1960 yılının sıcak bir ağustos ayıydı. 25 yaşında gazetecilik yapmaya çalışan bir delikanlıydım. Florya’da belediyeye ait büyük plajda yüzmeye gitmiştim.
Ortalama 100’e yakının bulunduğu plajda yabancı dilde bir bayanın yardım feryadı ortalığı sardı. Sonradan öğrendiğime göre bağıran kadın benden yaşça büyük(35 yaşında) bir Fransız’dı. Güneşlenirken yanına yaklaşan başka bir kadın boynundan antika kolyesini koparıp kaçmıştı.

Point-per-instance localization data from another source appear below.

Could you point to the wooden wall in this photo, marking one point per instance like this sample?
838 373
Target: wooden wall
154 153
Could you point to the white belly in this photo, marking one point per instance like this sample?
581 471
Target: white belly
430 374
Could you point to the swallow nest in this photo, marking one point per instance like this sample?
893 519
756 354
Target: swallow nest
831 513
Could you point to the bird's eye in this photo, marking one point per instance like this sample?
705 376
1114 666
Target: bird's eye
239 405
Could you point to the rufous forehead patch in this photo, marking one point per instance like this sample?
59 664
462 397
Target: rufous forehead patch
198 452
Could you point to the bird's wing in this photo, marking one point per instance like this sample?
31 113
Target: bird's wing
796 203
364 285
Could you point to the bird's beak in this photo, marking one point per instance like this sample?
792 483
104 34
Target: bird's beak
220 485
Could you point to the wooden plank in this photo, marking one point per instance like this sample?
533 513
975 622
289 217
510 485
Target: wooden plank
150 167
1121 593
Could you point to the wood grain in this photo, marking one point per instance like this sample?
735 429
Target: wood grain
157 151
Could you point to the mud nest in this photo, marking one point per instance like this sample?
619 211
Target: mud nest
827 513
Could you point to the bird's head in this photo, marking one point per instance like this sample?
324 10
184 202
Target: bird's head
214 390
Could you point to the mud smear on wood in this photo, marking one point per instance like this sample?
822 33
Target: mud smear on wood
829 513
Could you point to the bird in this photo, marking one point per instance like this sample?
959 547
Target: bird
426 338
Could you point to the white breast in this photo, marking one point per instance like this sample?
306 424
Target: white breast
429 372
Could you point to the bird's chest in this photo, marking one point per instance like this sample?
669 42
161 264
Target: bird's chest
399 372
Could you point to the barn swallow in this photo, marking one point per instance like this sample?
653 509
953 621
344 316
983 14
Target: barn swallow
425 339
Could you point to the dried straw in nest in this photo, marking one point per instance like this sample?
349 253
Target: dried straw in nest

Kadını kaçarken gördüm. Başında yüzünü saklayan sarı renkli bir şal vardı ve tren garına doğru koşuyordu. Perona girip hareket etmek üzere olan Sirkeci trenine bindim. Vagonları tek tek kontrol edip hırsız kadını arıyordum ve 2 erkek arasında onu buldum. O an hareket eden treni durdurmak için yapabileceğim tek şey acil durum zilini çalmaktı ve öylede yaptım.

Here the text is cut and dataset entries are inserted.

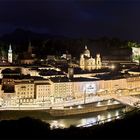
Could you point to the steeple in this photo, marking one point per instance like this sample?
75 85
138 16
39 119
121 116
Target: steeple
10 49
10 60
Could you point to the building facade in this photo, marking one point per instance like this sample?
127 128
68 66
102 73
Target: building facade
10 57
89 63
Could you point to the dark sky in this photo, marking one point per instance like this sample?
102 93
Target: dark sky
76 18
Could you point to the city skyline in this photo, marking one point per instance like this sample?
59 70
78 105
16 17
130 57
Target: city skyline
76 18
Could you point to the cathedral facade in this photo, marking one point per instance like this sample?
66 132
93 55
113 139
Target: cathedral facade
89 63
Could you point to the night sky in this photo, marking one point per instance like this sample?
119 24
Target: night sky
74 18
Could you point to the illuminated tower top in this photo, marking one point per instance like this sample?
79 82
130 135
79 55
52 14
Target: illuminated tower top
10 49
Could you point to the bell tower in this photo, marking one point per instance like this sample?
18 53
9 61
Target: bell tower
10 60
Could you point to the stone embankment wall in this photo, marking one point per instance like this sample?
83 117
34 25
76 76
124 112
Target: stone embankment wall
87 109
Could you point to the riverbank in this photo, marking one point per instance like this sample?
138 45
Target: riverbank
89 108
36 129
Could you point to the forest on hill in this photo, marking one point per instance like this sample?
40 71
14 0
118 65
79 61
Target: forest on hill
45 44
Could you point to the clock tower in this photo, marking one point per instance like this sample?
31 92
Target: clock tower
10 54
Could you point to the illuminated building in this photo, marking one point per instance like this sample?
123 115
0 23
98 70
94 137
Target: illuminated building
135 54
64 88
10 59
28 57
89 63
24 90
42 91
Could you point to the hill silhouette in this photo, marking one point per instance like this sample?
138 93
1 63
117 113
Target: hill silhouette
32 128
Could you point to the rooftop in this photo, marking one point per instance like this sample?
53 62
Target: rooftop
66 79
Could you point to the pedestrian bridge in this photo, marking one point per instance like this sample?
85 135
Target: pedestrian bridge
129 100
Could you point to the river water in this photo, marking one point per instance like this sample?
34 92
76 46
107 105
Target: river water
80 120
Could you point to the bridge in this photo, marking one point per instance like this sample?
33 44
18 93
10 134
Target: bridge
128 100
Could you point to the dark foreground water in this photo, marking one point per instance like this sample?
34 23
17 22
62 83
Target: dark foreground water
62 122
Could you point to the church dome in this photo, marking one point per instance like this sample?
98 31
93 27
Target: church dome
86 52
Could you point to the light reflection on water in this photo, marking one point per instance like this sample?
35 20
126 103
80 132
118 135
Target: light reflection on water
85 119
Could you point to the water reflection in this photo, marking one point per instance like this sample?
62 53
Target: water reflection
85 120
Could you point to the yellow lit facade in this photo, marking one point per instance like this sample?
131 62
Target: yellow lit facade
89 63
24 90
43 91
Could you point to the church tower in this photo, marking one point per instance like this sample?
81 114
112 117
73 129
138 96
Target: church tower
98 61
10 54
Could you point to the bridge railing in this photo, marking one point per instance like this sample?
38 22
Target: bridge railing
120 116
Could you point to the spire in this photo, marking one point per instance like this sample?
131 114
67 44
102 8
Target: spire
29 47
10 48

Trenin aniden durmasıyla birlikte hırsızları köşeye sıkıştırmıştım ki 2 erkek trenden atlayıp kaçtılar. Hırsız kadını yakaladım. Aynı vagonda yer alan 2 sivil polis hemen yardımıma koştu. Kadının üstü arandı ve kolye bulundu.
Hep beraber karakola gittik. Gabrielle ile tanışmamız bu şekilde olmuştu. Karakolda geçen 1 saatin ardından Gabrielle’nın tercümanı yanıma gelip kadının çok teşekkür ettiğini ve birlikte yemek yemek istediğini söyledi. Kabul ettim…
Birlikte yemeğimizi yedik. Kendisinden öğrendiğime göre Gabrielle çok zengin bir ailenin tek kızıymış. 1955’te bir Amerikalı ile evlenmiş. Mutlu olamamış ve boşanmışlar. 5 kişinin görev yaptığı saray gibi bir evde tek başına yaşıyormuş. Canı istediğinde dünyanın arklı şehirlerine gidip geziyormuş. İstanbul’a 3 gün önce gelmiş ve Hilton otelinin kral dairesinde kalıyormuş. Yemeğimizin bitmesiyle sohbetimizi de yarında bırakıp birbirlerimize adresimizi verip kalktık.
1961 yılı yılbaşına 10 gün kala evime konsolosluktan gelen bir görevlinin uzattığı zarf ile aylar sonra yine konu açıldı. Gabrielle İstanbul/Paris gidiş dönüş uçak biletiyle beni 6 günlüğüne Paris’e davet etmişti. Gittim. Paris’te de krallar gibi karşılandım. Kendisi beni saray yavrusu evinde misafir etti. Türkiye’ye döneceğin gün ise evlenme teklifinde bulundu. Düşüneceğimi söyledim ve Türkiye’ye döndüm.
Aradan günler, aylar, yıllar geçti ve ben bir cevap vermedim.
2020 yılının eylül ayında Fransız Adalet Bakanlığı’ndan resmi bir yazı geldi. Yazıda Gabrielle’nin 12 Ağustos tarihinde vefat ettiği ve vasiyetinde bana verilmek üzere 25 bin euro yolladığı yazıyordu. Benden banka adresim isteniyordu.
Para havale ile hesabıma geldi. O parayı kullanarak Paris’e gittim. Mezarına konmak üzere İstanbul’da beyaz yasemenlerden bir çelenk yaptırmıştım. Mezarı buldum ve bildiğim tüm duaları okudum.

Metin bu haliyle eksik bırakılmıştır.